While data-driven gene coordinates provide an improvement over conventional annotations, it can be advantageous to analyze run-on data in the context of TUs identified in an unbiased manner (Chae et al., 2015). Given both de novo TUs and a trusted gene annotation, primaryTranscriptAnnotation combines these information sources to annotate the TUs so that TUs overlapping genes are assigned conventional gene names (Fig. 1e and Supplementary Figs S5 and S6). TUs that do not overlap any genes are marked as unannotated. Figure 1f shows PRO-seq reads along with de novo annotations derived from groHMM (black), TSS/TTS inference annotations (grey), and annotations based on combining the results of groHMM and TSS/TTS inference (green, red and blue). Combining the data-driven gene annotation and TU annotation methods provides more accurate transcript boundaries and retains gene identifier information to be used in downstream applications.

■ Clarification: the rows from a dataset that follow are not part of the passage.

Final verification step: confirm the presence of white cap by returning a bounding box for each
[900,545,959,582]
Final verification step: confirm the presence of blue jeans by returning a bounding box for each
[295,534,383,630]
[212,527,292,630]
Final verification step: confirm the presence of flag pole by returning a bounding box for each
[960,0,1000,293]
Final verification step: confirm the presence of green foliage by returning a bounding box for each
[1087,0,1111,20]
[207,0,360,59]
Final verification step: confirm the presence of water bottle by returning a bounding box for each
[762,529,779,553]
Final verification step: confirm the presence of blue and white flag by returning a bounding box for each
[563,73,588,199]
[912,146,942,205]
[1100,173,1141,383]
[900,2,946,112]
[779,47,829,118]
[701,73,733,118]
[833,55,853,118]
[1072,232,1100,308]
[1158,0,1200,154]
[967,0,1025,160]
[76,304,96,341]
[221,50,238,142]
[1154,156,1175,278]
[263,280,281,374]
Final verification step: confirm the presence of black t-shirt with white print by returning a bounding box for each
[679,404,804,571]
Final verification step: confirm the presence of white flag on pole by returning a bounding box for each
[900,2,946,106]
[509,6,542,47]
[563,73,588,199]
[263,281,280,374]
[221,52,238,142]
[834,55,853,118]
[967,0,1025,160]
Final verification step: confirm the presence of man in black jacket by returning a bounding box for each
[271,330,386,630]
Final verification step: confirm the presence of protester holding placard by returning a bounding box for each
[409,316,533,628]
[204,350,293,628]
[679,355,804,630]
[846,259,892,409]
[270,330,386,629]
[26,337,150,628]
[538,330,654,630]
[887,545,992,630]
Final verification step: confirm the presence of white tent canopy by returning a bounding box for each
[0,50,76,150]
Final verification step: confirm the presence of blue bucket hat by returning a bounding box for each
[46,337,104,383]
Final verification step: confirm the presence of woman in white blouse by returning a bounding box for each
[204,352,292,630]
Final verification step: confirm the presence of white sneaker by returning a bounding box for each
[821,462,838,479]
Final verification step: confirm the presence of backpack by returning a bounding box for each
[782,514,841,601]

We annotated PRO-seq data with both ‘largest interval’ gene coordinates and inferred primary transcript coordinates (e.g. see Fig. 1d and Supplementary Fig. S7). We examined differential expression by applying a likelihood ratio test to our adipogenesis time-series run-on data. Our results demonstrate that our inferred annotations result in enhanced detection of differential expression (Supplementary Results and Fig. S8).
Promoter-proximal polymerase pausing has been implicated in numerous biological functions (Adelman and Lis, 2012; Duarte et al., 2016). To determine if our inferred annotations confer an improvement for detecting RNA polymerase pausing, we computed ‘pause indices’ (Min et al., 2011) based on data from inferred coordinates and largest interval annotations. Our methods enhance the quantification of pausing at a genome-wide scale (Supplementary Fig. S9).
We describe the primaryTranscriptAnnotation package and illustrate its utility. The package requires minimal dependencies and is easy to use. primaryTranscriptAnnotation will be generally useful for investigations into the mechanisms of transcription.
The authors thank Dr Thurl Harris for providing the 3T3-L1 cells. They also thank the laboratory of Dr Chongzhi Zang, as well as the Civelek and Guertin laboratories, for advice and discussion. They also thank Dr Yongde Bao with the UVA Genome Analysis and Technology Core for sequencing their PRO-seq libraries.
This work was supported by American Heart Association Postdoctoral Fellowship #18POST33990082 to W.D.A., National Institutes of Health T32-HL007284 to W.D.A., National Institutes of Health R35-GM128635 to M.J.G., National Institutes of Health R01-DK118287 to M.C. and American Diabetes Association 1-19-IBS-105 to M.C.
Conflict of Interest: none declared.